Zero Gravity Corp.’s (Zero-G) contract with NASA to




provide brief periods of weightlessness for




astronauts and experiments aboard its




G-Force One aircraft is a positive step that gives an entrepreneurial firm




a chance to prove it can provide a valuable service at a good cost for taxpayers




while posing only minimum risk to the agency’s ongoing training and research activities.




Under the contract, announced Jan. 2, NASA will buy at least one flight week – or a total of four flights – aboard G-Force One for $300,000 this year. The deal specifies a maximum number of 80 flights in 2008 at a price of $4.7 million, and includes four one-year options that could bring its total value to $25.4 million.

John Schubert, chief of the space combustion and microgravity test engineering branch at NASA’s Glenn Research Center in Cleveland, said it is highly unlikely that G-Force One, a modified Boeing 727 aircraft, would conduct 80 flights this year for the agency. He said a top figure of 40 is plausible, however, assuming all goes smoothly. In the meantime, NASA also will have the use of its own C-9 aircraft for parabolic




flights that produce brief periods of weightlessness.

The contract is structured to give Zero-G the incentive to conduct as many flights as possible; the minimum value is not nearly enough to cover the cost of modifying G-Force One to host NASA experiments. Although Zero-G will not divulge the number of flights it needs to break even, the company believes it is possible to make money




on the contract this year.





NASA also appears to have addressed a concern – expressed by Zero-G while the agency was crafting the procurement – that the company would not get the opportunity to bring its per-flight costs down over time. This is important because Zero-G is effectively in a cost competition with NASA’s in-house parabolic flight services, and as Schubert noted, the two appear comparable at this point. Under the contract, the average cost per flight week comes down to $235,000 if 80 flights are conducted.

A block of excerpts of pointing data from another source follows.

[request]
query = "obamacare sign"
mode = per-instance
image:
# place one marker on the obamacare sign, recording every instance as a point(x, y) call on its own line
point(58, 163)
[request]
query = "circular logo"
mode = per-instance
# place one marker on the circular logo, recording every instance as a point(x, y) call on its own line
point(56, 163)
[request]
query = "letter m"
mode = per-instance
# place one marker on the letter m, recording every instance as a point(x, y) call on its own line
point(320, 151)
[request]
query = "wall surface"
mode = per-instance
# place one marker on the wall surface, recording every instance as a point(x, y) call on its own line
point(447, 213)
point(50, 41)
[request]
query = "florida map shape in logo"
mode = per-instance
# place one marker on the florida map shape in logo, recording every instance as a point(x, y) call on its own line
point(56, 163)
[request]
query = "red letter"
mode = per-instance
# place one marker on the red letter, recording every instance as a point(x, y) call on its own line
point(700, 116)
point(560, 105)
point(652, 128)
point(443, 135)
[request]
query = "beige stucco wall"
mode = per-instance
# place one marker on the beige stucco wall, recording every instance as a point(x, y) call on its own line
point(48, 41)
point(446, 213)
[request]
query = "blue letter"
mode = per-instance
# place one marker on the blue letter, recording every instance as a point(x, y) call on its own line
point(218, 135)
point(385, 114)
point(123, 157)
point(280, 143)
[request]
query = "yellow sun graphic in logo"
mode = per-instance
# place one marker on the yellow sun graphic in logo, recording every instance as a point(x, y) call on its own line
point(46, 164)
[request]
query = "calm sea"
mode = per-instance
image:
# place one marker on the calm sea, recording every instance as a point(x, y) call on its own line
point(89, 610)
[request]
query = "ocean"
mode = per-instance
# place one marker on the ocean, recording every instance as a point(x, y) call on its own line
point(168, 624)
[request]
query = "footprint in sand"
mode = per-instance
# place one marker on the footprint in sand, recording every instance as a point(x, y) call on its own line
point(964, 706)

NASA deserves credit for giving Zero-G a chance with this contract – even if the agency’s hand was all but forced by a U.S. policy directing that NASA utilize commercial products and services that are comparable and cost-competitive with its own. Initial fears that NASA would tilt the playing field to favor the C-9 appear at this point not to have been realized.

It is now up to Zero-G to make good on its opportunity by delivering the parabolic flight services when and where NASA needs them at a cost that is comparable if not lower than those associated with the agency’s own C-9 aircraft.

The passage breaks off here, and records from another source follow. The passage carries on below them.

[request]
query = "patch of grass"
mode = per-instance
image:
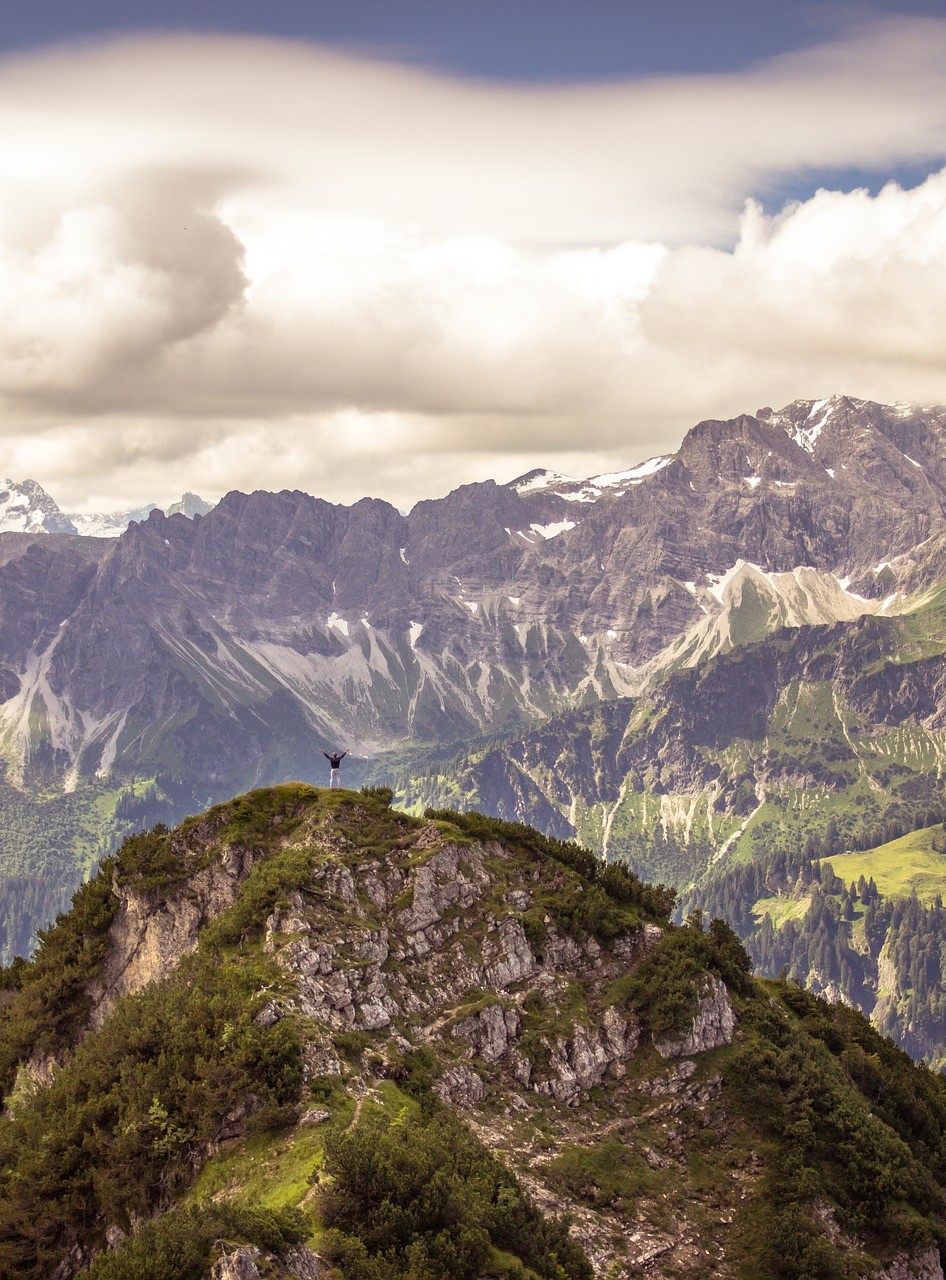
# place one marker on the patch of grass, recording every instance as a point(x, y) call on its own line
point(901, 867)
point(270, 1170)
point(604, 1174)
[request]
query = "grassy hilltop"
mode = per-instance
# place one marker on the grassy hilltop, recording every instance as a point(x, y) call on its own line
point(304, 1029)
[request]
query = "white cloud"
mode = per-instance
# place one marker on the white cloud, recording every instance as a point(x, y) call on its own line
point(234, 263)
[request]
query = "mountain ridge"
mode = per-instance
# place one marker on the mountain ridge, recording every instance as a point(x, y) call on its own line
point(461, 991)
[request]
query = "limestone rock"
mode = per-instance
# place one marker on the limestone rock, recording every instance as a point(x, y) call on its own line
point(461, 1087)
point(712, 1025)
point(154, 929)
point(913, 1266)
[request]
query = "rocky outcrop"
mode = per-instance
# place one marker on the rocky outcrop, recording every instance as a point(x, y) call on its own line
point(247, 1262)
point(712, 1024)
point(588, 1056)
point(154, 929)
point(913, 1266)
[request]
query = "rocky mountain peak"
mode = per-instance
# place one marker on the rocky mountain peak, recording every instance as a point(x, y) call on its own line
point(268, 1004)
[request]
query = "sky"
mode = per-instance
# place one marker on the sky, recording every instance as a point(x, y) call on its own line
point(389, 248)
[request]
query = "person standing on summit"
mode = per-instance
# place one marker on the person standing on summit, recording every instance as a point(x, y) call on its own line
point(334, 766)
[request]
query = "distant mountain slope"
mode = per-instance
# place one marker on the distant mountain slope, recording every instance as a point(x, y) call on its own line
point(305, 1034)
point(27, 508)
point(732, 780)
point(200, 657)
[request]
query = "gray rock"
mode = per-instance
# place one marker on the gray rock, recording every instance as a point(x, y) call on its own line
point(461, 1087)
point(712, 1024)
point(913, 1266)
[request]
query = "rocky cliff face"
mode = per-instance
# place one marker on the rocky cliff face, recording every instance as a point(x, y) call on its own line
point(603, 1056)
point(498, 604)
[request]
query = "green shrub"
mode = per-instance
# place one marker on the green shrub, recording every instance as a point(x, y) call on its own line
point(421, 1197)
point(181, 1244)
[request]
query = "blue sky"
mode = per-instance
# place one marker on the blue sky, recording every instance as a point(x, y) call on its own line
point(388, 247)
point(535, 40)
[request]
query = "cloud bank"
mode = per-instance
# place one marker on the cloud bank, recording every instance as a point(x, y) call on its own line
point(231, 263)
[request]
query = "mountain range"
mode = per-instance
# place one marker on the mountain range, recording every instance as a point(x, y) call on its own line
point(27, 508)
point(695, 663)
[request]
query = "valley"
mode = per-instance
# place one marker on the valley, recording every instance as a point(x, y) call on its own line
point(721, 656)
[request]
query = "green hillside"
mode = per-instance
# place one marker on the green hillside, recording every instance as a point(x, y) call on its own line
point(392, 1047)
point(914, 863)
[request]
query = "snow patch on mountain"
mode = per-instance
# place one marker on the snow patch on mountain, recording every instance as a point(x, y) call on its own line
point(533, 481)
point(807, 437)
point(635, 475)
point(553, 530)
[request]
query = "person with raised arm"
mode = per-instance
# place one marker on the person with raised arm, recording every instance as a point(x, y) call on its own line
point(334, 766)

At the same time, however, Zero-G must take care not to neglect its current customers as it focuses resources on fulfilling NASA’s needs. These customers include not only the private citizens or groups willing to shell out cash to experience weightlessness but also schoolteachers who are given the opportunity to fly for free as part of the Northrop Grumman-sponsored Weightless Flights of Discovery – an important program that if anything deserves to be expanded.

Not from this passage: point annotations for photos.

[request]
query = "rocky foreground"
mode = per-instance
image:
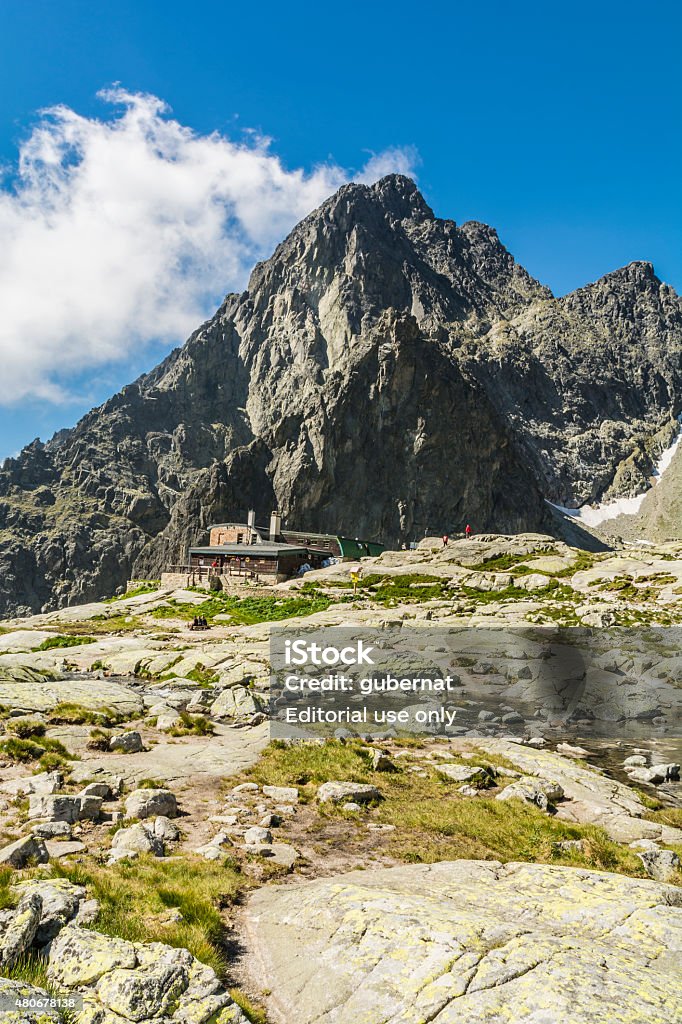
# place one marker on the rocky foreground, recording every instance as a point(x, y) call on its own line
point(385, 373)
point(157, 853)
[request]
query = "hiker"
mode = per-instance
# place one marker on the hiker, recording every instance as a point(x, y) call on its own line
point(355, 578)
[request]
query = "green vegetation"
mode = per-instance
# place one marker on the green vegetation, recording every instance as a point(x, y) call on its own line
point(142, 587)
point(500, 563)
point(44, 750)
point(245, 610)
point(432, 820)
point(99, 739)
point(103, 626)
point(64, 641)
point(666, 815)
point(253, 1013)
point(26, 728)
point(203, 676)
point(192, 725)
point(584, 560)
point(135, 899)
point(70, 713)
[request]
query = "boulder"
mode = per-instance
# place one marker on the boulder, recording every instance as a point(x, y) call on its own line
point(101, 790)
point(51, 829)
point(257, 836)
point(166, 829)
point(17, 936)
point(468, 941)
point(59, 899)
point(81, 957)
point(150, 803)
point(656, 774)
point(24, 852)
point(64, 848)
point(33, 1004)
point(89, 807)
point(283, 794)
point(236, 702)
point(381, 761)
point(55, 807)
point(45, 782)
point(138, 839)
point(661, 864)
point(463, 773)
point(127, 742)
point(341, 793)
point(143, 993)
point(540, 792)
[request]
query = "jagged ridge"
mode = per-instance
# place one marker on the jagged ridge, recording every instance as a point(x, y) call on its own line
point(386, 373)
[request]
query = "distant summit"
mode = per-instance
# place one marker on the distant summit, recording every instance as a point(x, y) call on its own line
point(386, 374)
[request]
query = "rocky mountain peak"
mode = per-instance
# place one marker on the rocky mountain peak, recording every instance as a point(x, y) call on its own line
point(386, 373)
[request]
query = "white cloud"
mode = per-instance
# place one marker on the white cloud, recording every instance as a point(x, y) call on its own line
point(122, 231)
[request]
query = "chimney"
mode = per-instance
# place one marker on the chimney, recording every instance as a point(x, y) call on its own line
point(275, 524)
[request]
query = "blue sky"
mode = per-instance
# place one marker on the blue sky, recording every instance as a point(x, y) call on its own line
point(559, 124)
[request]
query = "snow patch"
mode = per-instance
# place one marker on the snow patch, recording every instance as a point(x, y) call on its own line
point(592, 515)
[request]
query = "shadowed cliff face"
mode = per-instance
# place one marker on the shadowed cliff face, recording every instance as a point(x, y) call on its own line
point(385, 374)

To abandon this market for the




higher-volume NASA business would be to undermine Zero-G’s stated mission of bringing the weightless experience to the public.

Ironically, this also would make it more difficult for Zero-G to offer the government a better deal since NASA effectively would have to cover the company’s entire overhead. Juggling both sides of the business will not be easy, but if Zero-G can pull it off it will have demonstrated that the entrepreneurial industry sometimes referred to as NewSpace is truly viable – without ever leaving the atmosphere.